"Não sei por onde começar esta carta que já nasce atrasada, pensamos
sempre que temos muito a dizer mas as palavras são pouco amistosas, onde
encontrá-las agora, às três e dez de uma madrugada em que me encontro
insone e pensando mais uma vez em você?
Você esperou por estas
palavras por muitos meses, na esperança de que elas aliviariam a dor do
seu coração, mas elas não vieram porque estavam ocupadas vigiando meus
impulsos, me impedindo de me abrir, e minha própria dor lhe pareceu
desatenção, eu que não durmo de tanta paixão congestionada, de tanto
desejo represado, de tão só que estou.
Meus motivos sempre lhe
pareceram egoístas, e se eu lhe disser que o descaso aparente foi na
verdade uma atitude consciente para preservar você, me chamarás de
altruísta e não sairemos do mesmo lugar.
Eu errei por não permitir
que você me oferecesse seu afeto, eu errei ao sobrevalorizar um risco
imaginário, eu errei por achar que existem amores menores e maiores,
avaliados pelo tempo investido, pela contagem dos beijos, pelas
ausências sentidas, por tudo isto fui conduzido a um erro de cálculo.

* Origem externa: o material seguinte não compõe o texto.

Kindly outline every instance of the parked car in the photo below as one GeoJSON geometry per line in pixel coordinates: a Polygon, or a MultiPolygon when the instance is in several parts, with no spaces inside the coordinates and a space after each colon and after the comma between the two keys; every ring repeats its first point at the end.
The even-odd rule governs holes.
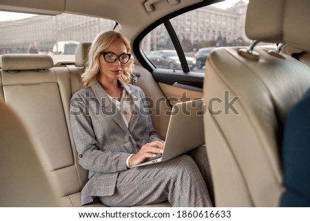
{"type": "Polygon", "coordinates": [[[74,41],[59,41],[53,47],[56,54],[74,54],[75,49],[79,42],[74,41]]]}
{"type": "Polygon", "coordinates": [[[201,69],[205,66],[205,60],[207,60],[209,54],[210,54],[211,52],[214,48],[215,47],[202,48],[196,52],[194,57],[196,59],[196,65],[197,66],[197,68],[201,69]]]}
{"type": "MultiPolygon", "coordinates": [[[[174,50],[155,50],[147,55],[147,58],[156,67],[181,70],[180,59],[174,50]]],[[[196,66],[194,59],[186,56],[188,66],[193,70],[196,66]]]]}

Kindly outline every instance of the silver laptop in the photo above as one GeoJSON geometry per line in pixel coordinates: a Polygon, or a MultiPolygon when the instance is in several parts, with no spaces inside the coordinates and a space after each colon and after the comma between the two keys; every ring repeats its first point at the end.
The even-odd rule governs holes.
{"type": "Polygon", "coordinates": [[[163,154],[132,167],[170,160],[205,144],[203,99],[178,103],[172,107],[163,154]]]}

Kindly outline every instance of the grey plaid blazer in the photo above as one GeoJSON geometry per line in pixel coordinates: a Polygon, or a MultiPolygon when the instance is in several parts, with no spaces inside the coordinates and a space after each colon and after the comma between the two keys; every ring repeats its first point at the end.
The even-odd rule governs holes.
{"type": "Polygon", "coordinates": [[[70,103],[70,120],[78,162],[89,171],[82,189],[82,204],[96,196],[114,193],[119,171],[127,170],[126,160],[147,143],[161,140],[152,124],[142,90],[121,83],[134,101],[128,128],[115,105],[97,82],[76,92],[70,103]]]}

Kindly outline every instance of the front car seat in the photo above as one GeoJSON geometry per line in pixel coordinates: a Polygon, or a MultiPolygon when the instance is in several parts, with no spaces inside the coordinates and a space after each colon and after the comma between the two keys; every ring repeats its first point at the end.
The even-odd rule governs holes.
{"type": "Polygon", "coordinates": [[[285,41],[286,1],[250,0],[246,34],[256,41],[247,49],[217,48],[206,61],[205,137],[216,207],[279,206],[283,127],[310,87],[310,67],[254,46],[285,41]]]}

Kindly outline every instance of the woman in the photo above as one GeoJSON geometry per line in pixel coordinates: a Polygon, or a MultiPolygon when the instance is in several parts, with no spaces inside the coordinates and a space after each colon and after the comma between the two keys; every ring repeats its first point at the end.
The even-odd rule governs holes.
{"type": "Polygon", "coordinates": [[[99,34],[90,49],[83,88],[71,100],[78,160],[89,170],[82,204],[99,199],[108,207],[166,200],[174,207],[211,207],[205,147],[191,151],[191,156],[130,168],[164,148],[153,128],[143,92],[127,83],[134,65],[130,50],[120,33],[99,34]]]}

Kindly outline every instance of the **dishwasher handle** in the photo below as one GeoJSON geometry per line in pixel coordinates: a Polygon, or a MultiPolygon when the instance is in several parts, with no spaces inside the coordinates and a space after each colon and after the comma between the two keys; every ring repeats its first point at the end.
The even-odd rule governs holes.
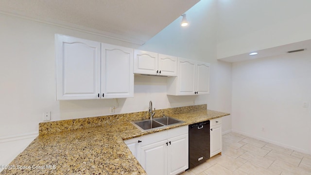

Não te peço nada além de compreensão, e esta carta nem era para pedir,
mas para doar, eu que sempre me achei bom nessas coisas, o voluntário da
paz, o boa-gente oficial da minha turma.
Mas peço: lembre de mim
como alguém que alcançou a mesma medida do seu sentimento, a mesma
profundidade das suas dúvidas, o mesmo embaraço diante da novidade, o
mesmo cansaço da luta, a mesma saudade.
A carta vem tarde e redigida
com palavras covardes, as corajosas repousam pois se imaginam já ditas e
escritas, valentes foram as palavras do início, as desbravadoras, as
que ultrapassaram limites, quando nós dois ainda não sabíamos do que
elas eram capazes, palavras audazes, febris.
Pela enormidade de
tempo que temos pela frente em que não nos veremos mais, não nos
tocaremos ou ouviremos a voz um do outro, pela quantidade de dias em que
conduzirás tu vida longe de mim e eu de ti, pela imensidão da nossa
descrença, pela perseverança da nossa solidão, pelos nãos todos que te
falei, pelo pouco que houve de sim, acredita: te amei além do possível,
não te amei menos que a mim."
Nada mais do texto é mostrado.